The big picture: OpenAI's founders originally positioned themselves as an alternative to Google DeepMind, fearing a single tech giant would monopolize transformative AI systems.
- But testimony and internal documents showed the organization's leaders quickly became consumed by power struggles.
- OpenAI executives worried in 2017 that Elon Musk "could become a dictator" and sent him an email with the subject line "honest thoughts." Musk responded saying "I've had enough" and later suggested the company be folded into Tesla.
- Among the court documents were texts Sam Altman sent during his brief 2023 ouster, including him pleading repeatedly to attend board meetings and being rejected. The trial also confirmed reports that OpenAI met with Anthropic to discuss a potential merger at that time.
What they're saying: "Does anybody really believe that love of humanity is driving any of this? It's power," Anthony Aguirre, CEO of the Future of Life Institute, which focuses on AI governance, told Axios.

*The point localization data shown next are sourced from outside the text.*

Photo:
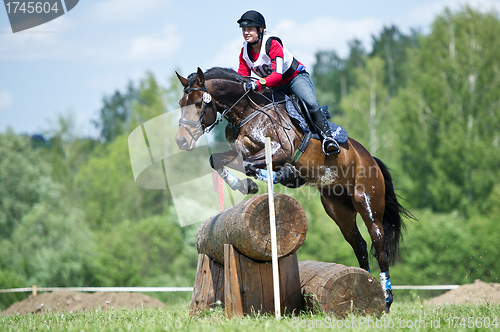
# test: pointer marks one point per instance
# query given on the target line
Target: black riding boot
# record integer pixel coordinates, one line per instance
(330, 145)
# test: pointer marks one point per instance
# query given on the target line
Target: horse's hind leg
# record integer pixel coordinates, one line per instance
(341, 210)
(371, 208)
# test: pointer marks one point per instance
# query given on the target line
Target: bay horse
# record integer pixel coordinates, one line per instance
(349, 183)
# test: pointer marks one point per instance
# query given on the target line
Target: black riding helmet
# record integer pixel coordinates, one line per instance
(252, 18)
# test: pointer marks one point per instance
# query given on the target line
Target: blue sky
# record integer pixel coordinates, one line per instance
(70, 63)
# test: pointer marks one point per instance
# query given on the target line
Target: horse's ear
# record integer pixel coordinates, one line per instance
(200, 78)
(182, 80)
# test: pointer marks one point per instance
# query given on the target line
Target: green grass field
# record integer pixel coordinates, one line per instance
(404, 316)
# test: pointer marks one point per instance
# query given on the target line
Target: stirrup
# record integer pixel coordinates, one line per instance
(328, 140)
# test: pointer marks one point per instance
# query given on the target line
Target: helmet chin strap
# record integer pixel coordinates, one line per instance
(261, 35)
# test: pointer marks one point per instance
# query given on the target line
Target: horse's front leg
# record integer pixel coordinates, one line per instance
(255, 166)
(232, 159)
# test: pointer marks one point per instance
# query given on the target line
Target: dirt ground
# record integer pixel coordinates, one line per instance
(71, 301)
(477, 292)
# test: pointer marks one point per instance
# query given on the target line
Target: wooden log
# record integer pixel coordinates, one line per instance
(208, 291)
(246, 227)
(249, 285)
(337, 289)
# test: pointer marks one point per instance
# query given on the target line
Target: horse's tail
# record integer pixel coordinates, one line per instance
(392, 220)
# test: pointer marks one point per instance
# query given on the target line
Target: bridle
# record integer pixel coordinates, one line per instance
(198, 127)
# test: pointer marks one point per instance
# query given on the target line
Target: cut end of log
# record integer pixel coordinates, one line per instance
(339, 290)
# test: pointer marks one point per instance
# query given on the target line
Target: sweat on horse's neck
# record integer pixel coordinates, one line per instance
(227, 93)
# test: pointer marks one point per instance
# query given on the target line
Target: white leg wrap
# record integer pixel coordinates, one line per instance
(385, 281)
(261, 175)
(230, 179)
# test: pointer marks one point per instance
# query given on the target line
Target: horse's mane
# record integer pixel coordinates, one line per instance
(218, 72)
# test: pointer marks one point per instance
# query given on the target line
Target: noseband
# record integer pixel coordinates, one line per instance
(198, 127)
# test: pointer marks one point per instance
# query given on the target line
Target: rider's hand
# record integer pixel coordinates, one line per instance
(250, 86)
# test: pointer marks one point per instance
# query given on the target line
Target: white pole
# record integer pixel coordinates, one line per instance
(272, 222)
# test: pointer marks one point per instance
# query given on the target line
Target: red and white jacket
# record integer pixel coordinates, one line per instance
(274, 63)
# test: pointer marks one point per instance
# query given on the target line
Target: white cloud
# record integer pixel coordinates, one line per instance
(154, 47)
(422, 15)
(305, 39)
(127, 11)
(6, 100)
(228, 54)
(325, 33)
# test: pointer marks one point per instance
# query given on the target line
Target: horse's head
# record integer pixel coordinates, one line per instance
(198, 111)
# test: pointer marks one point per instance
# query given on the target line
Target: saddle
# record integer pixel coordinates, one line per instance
(296, 109)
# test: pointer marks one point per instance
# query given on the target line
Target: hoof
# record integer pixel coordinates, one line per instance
(290, 177)
(248, 187)
(388, 300)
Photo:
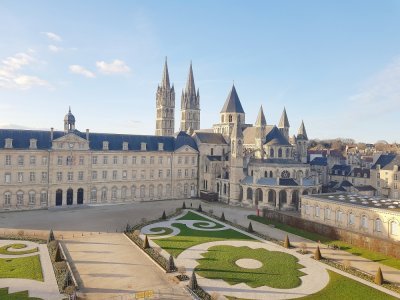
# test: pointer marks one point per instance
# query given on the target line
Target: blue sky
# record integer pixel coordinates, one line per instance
(335, 64)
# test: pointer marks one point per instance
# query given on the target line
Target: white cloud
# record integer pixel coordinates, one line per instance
(52, 36)
(381, 93)
(115, 67)
(54, 48)
(10, 76)
(77, 69)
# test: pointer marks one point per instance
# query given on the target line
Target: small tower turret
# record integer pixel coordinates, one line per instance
(69, 121)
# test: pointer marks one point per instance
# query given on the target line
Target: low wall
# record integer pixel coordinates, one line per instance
(391, 248)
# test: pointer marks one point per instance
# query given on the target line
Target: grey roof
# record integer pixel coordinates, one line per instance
(387, 161)
(284, 122)
(21, 140)
(319, 161)
(302, 134)
(260, 118)
(214, 157)
(210, 137)
(275, 137)
(232, 103)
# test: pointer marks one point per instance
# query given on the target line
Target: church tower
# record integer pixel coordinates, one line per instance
(284, 125)
(190, 105)
(260, 125)
(236, 164)
(165, 104)
(302, 144)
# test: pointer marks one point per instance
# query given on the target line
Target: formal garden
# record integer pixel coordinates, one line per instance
(223, 259)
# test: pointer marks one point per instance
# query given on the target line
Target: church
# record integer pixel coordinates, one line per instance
(238, 163)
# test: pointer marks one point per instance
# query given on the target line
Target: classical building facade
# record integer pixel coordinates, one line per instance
(369, 215)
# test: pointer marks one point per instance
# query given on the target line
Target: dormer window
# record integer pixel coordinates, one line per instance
(8, 144)
(33, 144)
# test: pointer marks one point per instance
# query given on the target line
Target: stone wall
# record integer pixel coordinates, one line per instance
(357, 239)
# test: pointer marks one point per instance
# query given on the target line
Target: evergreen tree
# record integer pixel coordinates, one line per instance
(286, 242)
(193, 282)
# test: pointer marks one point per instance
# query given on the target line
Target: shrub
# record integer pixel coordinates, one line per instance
(379, 277)
(286, 242)
(250, 228)
(317, 254)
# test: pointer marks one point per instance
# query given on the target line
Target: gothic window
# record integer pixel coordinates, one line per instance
(280, 152)
(285, 174)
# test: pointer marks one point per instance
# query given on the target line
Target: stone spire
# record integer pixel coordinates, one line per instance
(260, 122)
(284, 122)
(190, 104)
(165, 79)
(302, 134)
(165, 105)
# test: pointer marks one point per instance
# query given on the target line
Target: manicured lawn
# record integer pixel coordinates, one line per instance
(4, 250)
(22, 267)
(278, 270)
(187, 237)
(371, 255)
(15, 296)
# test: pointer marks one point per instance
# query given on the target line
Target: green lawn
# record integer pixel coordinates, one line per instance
(341, 287)
(279, 270)
(187, 237)
(368, 254)
(4, 250)
(22, 267)
(4, 295)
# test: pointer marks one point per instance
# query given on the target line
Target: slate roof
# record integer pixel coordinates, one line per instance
(21, 140)
(210, 137)
(387, 161)
(232, 103)
(319, 161)
(275, 138)
(341, 168)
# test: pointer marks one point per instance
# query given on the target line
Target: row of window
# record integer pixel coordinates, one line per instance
(340, 217)
(20, 198)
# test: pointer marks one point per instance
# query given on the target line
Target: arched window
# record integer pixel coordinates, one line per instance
(351, 219)
(114, 193)
(378, 225)
(394, 228)
(364, 222)
(7, 198)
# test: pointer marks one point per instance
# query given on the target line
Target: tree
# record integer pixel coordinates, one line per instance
(146, 244)
(379, 277)
(51, 236)
(193, 282)
(286, 242)
(317, 254)
(171, 264)
(250, 228)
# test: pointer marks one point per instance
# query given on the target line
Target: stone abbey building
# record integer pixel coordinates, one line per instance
(251, 165)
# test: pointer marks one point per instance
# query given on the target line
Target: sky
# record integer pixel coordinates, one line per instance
(333, 64)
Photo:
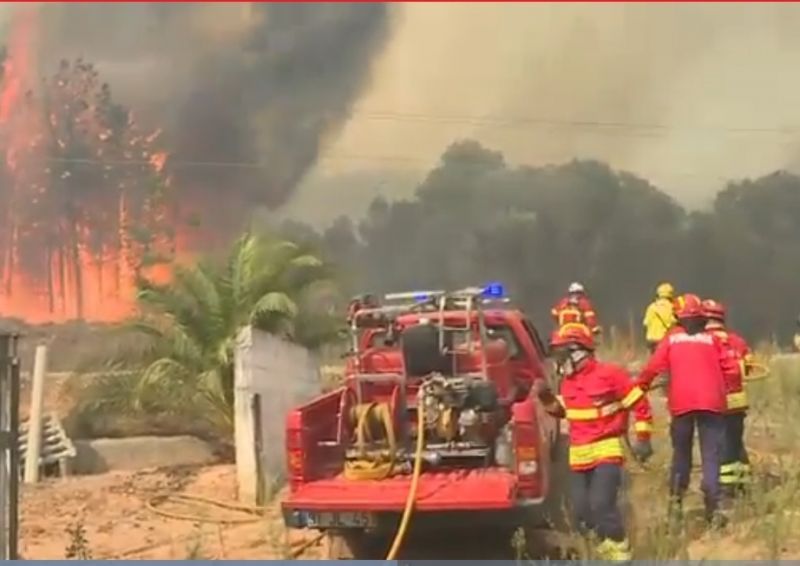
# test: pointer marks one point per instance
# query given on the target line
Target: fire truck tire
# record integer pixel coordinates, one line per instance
(348, 545)
(557, 505)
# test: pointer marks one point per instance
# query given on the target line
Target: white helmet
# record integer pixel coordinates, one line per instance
(575, 287)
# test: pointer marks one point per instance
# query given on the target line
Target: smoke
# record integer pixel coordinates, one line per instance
(232, 85)
(710, 73)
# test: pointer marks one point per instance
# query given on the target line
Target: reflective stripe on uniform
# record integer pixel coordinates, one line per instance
(569, 312)
(734, 473)
(592, 452)
(632, 397)
(736, 400)
(593, 413)
(613, 551)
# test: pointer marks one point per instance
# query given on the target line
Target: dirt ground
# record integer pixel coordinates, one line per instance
(112, 510)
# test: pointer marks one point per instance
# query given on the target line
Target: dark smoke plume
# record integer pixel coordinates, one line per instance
(229, 83)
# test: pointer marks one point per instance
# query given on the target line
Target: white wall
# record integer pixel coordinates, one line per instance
(281, 376)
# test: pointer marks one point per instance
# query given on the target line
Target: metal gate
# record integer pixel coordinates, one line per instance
(9, 449)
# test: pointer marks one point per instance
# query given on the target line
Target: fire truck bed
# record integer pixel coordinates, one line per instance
(491, 488)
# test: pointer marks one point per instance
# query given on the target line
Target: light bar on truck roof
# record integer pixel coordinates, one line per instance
(494, 290)
(417, 296)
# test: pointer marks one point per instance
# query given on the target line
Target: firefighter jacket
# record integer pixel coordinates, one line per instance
(734, 367)
(659, 318)
(596, 401)
(694, 363)
(581, 311)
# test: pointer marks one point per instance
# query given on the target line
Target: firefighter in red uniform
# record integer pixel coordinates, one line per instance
(696, 398)
(575, 308)
(596, 399)
(734, 472)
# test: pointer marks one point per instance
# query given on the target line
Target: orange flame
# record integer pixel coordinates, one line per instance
(76, 260)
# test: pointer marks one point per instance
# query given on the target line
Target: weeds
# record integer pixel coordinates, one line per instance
(765, 522)
(78, 548)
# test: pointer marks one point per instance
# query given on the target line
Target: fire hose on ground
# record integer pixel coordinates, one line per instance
(255, 514)
(755, 372)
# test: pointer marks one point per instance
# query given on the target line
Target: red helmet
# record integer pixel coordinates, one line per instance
(688, 306)
(573, 334)
(714, 309)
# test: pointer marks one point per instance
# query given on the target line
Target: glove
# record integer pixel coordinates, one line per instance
(642, 449)
(542, 390)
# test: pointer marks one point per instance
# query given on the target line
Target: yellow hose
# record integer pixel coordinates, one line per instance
(412, 492)
(375, 465)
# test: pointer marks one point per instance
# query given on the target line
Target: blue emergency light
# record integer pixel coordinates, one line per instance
(493, 291)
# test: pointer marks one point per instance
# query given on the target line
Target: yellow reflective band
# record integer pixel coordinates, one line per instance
(593, 413)
(736, 400)
(590, 453)
(564, 313)
(632, 397)
(612, 551)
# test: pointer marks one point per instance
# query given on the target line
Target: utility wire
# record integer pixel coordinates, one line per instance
(532, 121)
(182, 164)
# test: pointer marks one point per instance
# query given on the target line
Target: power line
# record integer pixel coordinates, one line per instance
(178, 163)
(617, 127)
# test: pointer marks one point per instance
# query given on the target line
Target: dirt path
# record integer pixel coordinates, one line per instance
(111, 508)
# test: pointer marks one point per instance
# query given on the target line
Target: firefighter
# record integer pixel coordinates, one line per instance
(575, 308)
(696, 399)
(659, 317)
(596, 399)
(735, 466)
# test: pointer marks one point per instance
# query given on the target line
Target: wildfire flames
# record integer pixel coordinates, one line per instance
(83, 192)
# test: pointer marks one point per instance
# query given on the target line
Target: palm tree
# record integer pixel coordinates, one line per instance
(182, 361)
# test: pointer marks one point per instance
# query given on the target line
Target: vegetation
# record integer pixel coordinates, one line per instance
(179, 362)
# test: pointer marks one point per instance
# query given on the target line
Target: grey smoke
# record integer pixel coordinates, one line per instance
(229, 83)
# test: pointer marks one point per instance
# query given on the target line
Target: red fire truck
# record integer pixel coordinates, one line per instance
(434, 426)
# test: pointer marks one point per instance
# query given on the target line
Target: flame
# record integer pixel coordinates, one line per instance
(74, 232)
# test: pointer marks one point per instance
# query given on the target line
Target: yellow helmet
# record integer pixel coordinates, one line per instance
(665, 291)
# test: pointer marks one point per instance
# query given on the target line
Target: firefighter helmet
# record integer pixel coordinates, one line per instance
(573, 335)
(714, 309)
(688, 306)
(665, 291)
(575, 287)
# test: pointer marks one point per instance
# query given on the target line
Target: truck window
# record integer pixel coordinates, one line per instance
(534, 336)
(505, 333)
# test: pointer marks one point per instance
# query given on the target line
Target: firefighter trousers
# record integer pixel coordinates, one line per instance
(711, 430)
(595, 505)
(734, 472)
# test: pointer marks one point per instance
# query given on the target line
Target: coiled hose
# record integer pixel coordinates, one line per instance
(379, 465)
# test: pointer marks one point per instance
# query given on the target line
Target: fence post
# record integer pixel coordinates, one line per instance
(9, 447)
(34, 448)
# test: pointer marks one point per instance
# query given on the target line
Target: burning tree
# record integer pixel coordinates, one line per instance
(83, 197)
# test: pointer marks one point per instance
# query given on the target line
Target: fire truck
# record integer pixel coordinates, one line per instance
(434, 426)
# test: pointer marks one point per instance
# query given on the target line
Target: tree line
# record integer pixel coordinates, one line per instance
(476, 218)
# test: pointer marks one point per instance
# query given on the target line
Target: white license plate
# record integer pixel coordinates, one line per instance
(344, 519)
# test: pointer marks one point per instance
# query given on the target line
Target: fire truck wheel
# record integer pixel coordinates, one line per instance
(346, 545)
(557, 505)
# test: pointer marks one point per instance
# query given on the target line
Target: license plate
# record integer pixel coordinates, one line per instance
(343, 519)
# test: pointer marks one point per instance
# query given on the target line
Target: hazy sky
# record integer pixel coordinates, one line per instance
(687, 95)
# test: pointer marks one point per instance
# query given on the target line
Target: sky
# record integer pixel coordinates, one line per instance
(686, 95)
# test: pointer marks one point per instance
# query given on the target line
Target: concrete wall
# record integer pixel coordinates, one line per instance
(139, 452)
(272, 377)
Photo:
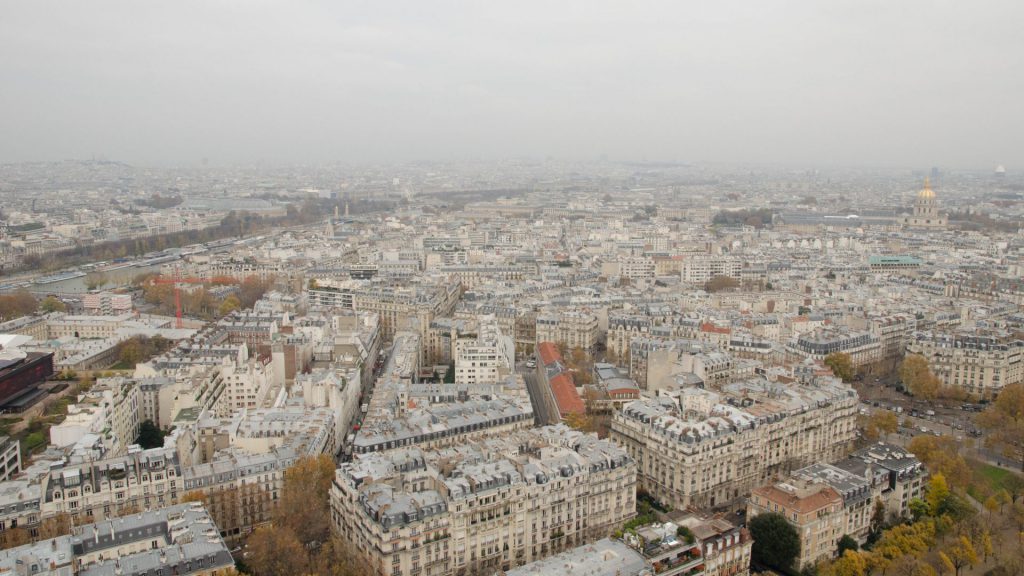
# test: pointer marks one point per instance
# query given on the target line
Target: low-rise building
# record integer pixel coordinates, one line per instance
(814, 508)
(979, 362)
(178, 539)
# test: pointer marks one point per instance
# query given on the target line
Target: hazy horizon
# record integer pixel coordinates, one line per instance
(871, 83)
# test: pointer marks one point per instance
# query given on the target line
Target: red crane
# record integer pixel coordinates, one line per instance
(177, 280)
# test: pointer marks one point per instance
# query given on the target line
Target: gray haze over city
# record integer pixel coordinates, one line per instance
(796, 83)
(511, 288)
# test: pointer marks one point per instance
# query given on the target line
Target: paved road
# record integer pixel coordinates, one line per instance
(545, 411)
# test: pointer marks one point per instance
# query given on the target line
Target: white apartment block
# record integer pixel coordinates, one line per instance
(571, 328)
(700, 448)
(246, 384)
(107, 303)
(487, 358)
(482, 506)
(864, 347)
(110, 410)
(99, 490)
(697, 270)
(981, 362)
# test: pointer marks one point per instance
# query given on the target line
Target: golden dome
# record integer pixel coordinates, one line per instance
(927, 193)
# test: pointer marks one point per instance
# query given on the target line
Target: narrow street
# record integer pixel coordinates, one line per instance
(545, 411)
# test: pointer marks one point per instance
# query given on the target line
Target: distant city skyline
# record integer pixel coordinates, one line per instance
(914, 84)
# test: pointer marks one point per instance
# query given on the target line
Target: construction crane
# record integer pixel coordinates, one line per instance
(177, 280)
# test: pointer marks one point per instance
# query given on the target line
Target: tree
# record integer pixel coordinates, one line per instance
(579, 421)
(150, 436)
(337, 558)
(962, 554)
(229, 304)
(937, 495)
(52, 303)
(986, 544)
(720, 283)
(776, 543)
(881, 422)
(847, 542)
(850, 563)
(251, 290)
(1004, 420)
(941, 454)
(304, 505)
(919, 508)
(918, 377)
(842, 365)
(910, 566)
(276, 551)
(945, 563)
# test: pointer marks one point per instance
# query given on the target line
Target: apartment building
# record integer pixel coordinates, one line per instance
(701, 448)
(485, 357)
(622, 330)
(240, 489)
(700, 269)
(442, 424)
(98, 490)
(10, 457)
(398, 307)
(177, 539)
(481, 506)
(571, 328)
(110, 410)
(980, 362)
(246, 384)
(724, 546)
(825, 502)
(863, 346)
(107, 303)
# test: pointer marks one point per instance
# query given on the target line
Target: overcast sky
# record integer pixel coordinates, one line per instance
(816, 82)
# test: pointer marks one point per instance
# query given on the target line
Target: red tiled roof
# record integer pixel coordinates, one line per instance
(566, 398)
(709, 327)
(549, 353)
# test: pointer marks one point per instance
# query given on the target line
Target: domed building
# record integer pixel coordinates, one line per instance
(926, 210)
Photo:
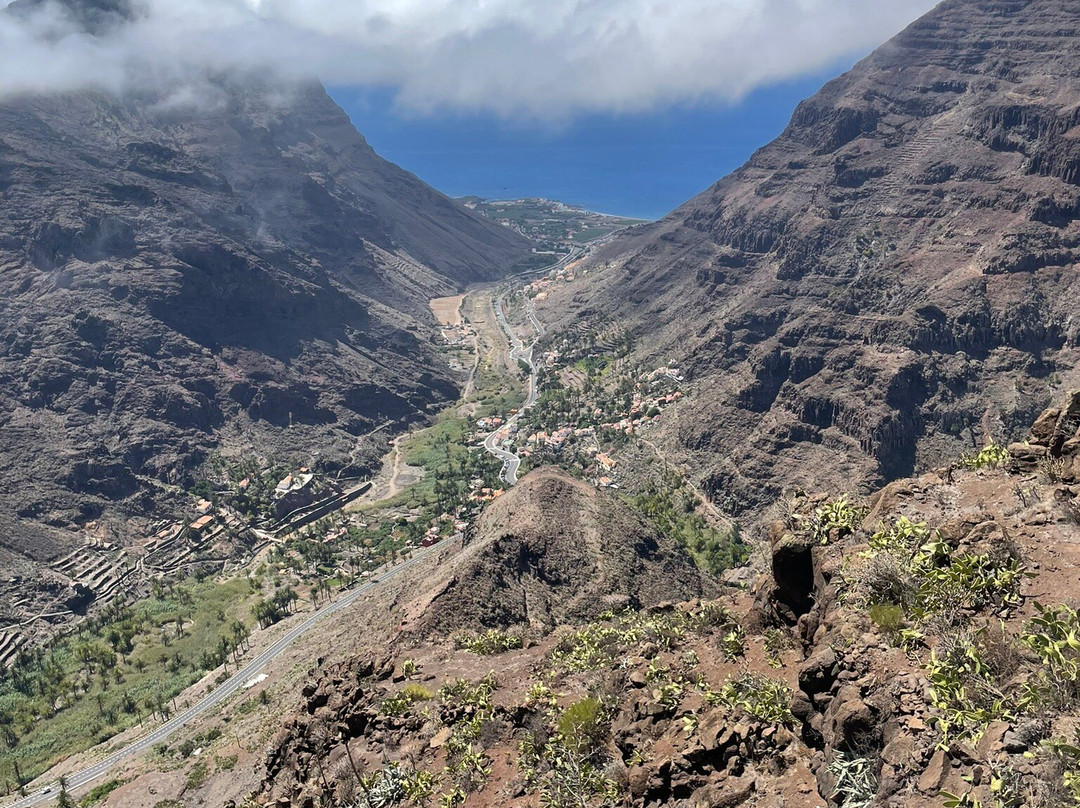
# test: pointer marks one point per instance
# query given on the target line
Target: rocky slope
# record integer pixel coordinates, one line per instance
(234, 271)
(555, 550)
(895, 654)
(889, 282)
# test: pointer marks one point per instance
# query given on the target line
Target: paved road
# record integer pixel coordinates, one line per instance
(213, 699)
(521, 352)
(511, 465)
(518, 352)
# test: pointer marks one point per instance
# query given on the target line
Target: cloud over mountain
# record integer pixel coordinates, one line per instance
(514, 57)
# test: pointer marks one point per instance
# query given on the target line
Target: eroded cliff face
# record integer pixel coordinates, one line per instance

- The trial "may be over, but the real choice is still ahead of us: whether AI becomes infrastructure that serves the public, or a set of products that lock us in," Raffi Krikorian, chief technology officer at Mozilla, said in an email.
Catch up quick: Jurors unanimously ruled that Musk's lawsuit against OpenAI, Altman, co-founder Greg Brockman and Microsoft was barred by the statute of limitations.
- Musk's side argued OpenAI abandoned its founding nonprofit mission by accepting billions of dollars in backing from Microsoft and creating a for-profit arm. (Musk originally provided funding, but left the company after founding members refused to give him more control.)
- The trial ended with "a predictable whimper" over procedure, Ray Seilie, a trial attorney with expertise in tech and corporate law, told Axios. He added that the central question posed by the lawsuit went unanswered: how much freedom nonprofits have to restructure after making commitments to donors and the public.
- Musk vowed to appeal, writing on X that the verdict creates "a precedent to loot charities."
Between the lines: The trial exposed how far the industry's leaders have drifted from their original rhetoric about building AI for humanity's sake — for example, by prioritizing the safety and best use cases for AI models over the ability to profit from them.
- The figures in the trial underline the need to pursue alternatives to the current concentration of power among a handful of AI companies and executives, Krikorian added.
- This comes as public trust in AI is nosediving. Public approval of AI now trails that of both the war in Iran and Immigration and Customs Enforcement.
Yes, but: Even if neither side came out looking good, Altman still emerges on stronger footing.
- Had Musk won, Altman could have been pushed out of OpenAI again, just as he was in 2023, PitchBook analyst Harrison Rolfes told Axios.
- Instead, OpenAI can keep expanding without the immediate threat of Musk forcing changes through the courts.
The bottom line: The trial showed AI critics another example of "the corrupting influence of large piles of money," Aguirre said.